1. A method for improving handwriting recognition comprising the steps of:
establishing a plurality of character classes to use that are suitable across a plurality of languages to be supported;
analyzing a plurality of characters in at least one of the plurality of languages to be supported and grouping the plurality of characters into the character classes;
determining probabilities for the character classes; and
using at least a portion of the character class probabilities to improve a handwriting recognition operation from handwritten input received from a user.
2. The method of claim 1, wherein the probabilities are bigram probabilities.
3. The method of claim 1, wherein the probabilities are unigram probabilities.
4. The method of claim 1, wherein the probabilities are trigram probabilities.
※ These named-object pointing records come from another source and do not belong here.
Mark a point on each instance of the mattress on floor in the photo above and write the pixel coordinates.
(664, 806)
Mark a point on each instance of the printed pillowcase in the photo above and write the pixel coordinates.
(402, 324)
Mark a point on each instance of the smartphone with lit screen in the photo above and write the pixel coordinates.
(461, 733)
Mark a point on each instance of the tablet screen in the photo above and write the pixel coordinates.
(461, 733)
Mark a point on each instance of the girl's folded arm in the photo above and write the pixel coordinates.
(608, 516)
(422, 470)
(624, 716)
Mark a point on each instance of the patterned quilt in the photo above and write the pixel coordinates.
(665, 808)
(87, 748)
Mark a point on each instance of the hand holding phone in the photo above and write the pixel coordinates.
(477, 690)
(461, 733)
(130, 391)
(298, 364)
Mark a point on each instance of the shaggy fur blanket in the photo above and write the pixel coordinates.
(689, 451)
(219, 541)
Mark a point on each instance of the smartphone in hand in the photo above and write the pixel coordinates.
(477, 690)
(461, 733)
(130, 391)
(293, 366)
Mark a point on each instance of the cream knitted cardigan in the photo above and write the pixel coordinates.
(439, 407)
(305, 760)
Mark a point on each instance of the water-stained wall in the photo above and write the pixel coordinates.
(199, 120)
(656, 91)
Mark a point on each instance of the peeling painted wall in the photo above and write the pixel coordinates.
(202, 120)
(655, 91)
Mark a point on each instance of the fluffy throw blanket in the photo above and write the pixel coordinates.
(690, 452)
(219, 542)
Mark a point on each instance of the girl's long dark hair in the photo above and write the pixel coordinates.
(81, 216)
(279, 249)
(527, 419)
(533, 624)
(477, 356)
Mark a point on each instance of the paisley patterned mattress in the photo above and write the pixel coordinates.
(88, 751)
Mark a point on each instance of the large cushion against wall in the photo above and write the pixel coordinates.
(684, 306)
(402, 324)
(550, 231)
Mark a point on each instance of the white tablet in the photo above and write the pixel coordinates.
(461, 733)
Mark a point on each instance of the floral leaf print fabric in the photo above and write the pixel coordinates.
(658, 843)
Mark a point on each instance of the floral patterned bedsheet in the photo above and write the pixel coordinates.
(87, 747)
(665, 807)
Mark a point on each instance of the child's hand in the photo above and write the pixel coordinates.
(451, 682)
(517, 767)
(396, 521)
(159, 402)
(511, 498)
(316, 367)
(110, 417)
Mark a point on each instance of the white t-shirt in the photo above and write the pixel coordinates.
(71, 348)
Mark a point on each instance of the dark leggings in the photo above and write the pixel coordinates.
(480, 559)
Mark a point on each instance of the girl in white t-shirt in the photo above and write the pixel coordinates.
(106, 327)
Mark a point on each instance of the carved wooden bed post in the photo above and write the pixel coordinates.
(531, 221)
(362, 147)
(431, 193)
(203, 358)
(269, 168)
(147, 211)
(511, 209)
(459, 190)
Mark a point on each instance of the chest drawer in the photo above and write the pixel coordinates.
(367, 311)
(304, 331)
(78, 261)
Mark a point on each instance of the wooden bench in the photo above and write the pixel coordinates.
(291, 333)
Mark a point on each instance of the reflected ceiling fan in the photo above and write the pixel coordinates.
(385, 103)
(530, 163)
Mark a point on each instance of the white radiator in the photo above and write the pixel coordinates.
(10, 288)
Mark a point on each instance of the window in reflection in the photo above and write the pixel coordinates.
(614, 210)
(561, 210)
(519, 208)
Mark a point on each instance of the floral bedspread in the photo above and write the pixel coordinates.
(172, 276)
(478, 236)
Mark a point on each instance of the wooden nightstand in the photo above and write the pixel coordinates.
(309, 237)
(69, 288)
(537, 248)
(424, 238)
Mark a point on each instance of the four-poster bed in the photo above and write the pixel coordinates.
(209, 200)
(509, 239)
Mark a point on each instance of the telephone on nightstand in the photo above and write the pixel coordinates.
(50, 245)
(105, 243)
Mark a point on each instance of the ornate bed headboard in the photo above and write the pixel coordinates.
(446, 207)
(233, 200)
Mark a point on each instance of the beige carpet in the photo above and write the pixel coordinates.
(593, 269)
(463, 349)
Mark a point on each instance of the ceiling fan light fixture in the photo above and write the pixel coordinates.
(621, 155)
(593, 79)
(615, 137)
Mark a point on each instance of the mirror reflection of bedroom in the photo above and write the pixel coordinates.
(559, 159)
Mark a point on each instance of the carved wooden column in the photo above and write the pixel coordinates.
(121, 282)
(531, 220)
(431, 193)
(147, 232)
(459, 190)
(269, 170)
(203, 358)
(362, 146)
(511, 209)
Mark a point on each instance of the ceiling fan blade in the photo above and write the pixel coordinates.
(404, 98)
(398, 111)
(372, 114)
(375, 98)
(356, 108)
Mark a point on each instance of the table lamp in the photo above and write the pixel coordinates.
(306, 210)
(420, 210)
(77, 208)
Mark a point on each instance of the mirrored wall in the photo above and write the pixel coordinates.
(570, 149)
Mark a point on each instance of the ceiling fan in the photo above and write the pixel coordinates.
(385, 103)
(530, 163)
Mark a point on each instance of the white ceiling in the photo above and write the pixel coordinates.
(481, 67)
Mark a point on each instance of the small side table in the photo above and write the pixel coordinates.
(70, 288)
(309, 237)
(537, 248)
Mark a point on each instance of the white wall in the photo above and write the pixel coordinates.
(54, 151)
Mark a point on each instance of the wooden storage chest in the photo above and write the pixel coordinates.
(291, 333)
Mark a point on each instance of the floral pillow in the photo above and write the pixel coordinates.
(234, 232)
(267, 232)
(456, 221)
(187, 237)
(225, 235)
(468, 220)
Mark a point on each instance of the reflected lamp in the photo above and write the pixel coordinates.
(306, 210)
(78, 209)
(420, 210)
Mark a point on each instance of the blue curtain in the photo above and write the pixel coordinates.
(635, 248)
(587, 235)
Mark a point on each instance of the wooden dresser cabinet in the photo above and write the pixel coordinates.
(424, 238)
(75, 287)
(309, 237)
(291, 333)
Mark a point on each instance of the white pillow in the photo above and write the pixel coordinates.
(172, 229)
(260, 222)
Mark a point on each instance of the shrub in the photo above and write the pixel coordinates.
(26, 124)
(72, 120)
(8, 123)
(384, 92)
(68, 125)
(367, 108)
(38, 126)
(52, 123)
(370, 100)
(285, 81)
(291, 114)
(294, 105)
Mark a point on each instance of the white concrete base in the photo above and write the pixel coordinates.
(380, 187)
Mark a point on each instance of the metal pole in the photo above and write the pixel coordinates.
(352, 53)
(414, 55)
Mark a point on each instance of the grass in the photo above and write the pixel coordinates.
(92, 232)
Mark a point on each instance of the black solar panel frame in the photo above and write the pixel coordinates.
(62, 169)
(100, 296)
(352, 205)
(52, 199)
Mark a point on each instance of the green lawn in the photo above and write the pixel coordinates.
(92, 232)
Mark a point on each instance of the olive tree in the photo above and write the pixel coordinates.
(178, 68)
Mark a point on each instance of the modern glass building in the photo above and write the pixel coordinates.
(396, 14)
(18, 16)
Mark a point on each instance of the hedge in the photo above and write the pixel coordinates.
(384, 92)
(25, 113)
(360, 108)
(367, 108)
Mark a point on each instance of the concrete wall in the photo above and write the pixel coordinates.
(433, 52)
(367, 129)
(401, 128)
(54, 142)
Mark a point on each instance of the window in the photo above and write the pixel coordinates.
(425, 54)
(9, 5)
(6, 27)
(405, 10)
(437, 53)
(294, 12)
5. The method of claim 1, wherein the using step includes calculating a new recognition score by multiplying a score of a character recognition by a character class probability score determined using the at least a portion of the character class probabilities, and wherein the new recognition score is used to improve the handwriting recognition operation.
6. The method of claim 5, wherein the handwriting recognition operation is improved by using the new score to resolve an ambiguity.
7. The method of claim 1, wherein the character classes are selected from the group consisting of white space, digits, upper case, lower case, trailing punctuation, leading punctuation, and symbols.
8. The method of claim 1, wherein the character class probabilities are bigram class transition probabilities, and wherein the bigram class transition probabilities are used to improve the handwriting recognition operation by determining which character class transition is more likely to occur.
9. The method of claim 1, wherein the character class probabilities are generated according to a process selected from the group consisting of using a set of samples, using a manual operation, and using an ad-hoc operation.
10. A computer-readable medium having computer-executable instructions for causing a computer to perform the steps recited in claim 1.
11. A computer-readable medium having computer-executable instructions for causing a computer to perform steps comprising:
establish a plurality of character classes to use that are suitable across a plurality of languages to be supported;
analyze a plurality of characters in at least one of the languages to be supported and group the characters into the character classes;
determine a plurality of character class probabilities;
determine that an ambiguity exists in a handwritten input received from a user; and
use at least a portion of the character class probabilities to resolve the ambiguity.
12. The computer-readable medium of claim 11, wherein the character class probabilities are selected from the group consisting of bigram probabilities, unigram probabilities, and trigram probabilities.
13. The computer-readable medium of claim 11, wherein the character class probabilities are bigram class transition probabilities, and wherein the bigram class transition probabilities are used to resolve the ambiguity by determining which character class transition is more likely to occur.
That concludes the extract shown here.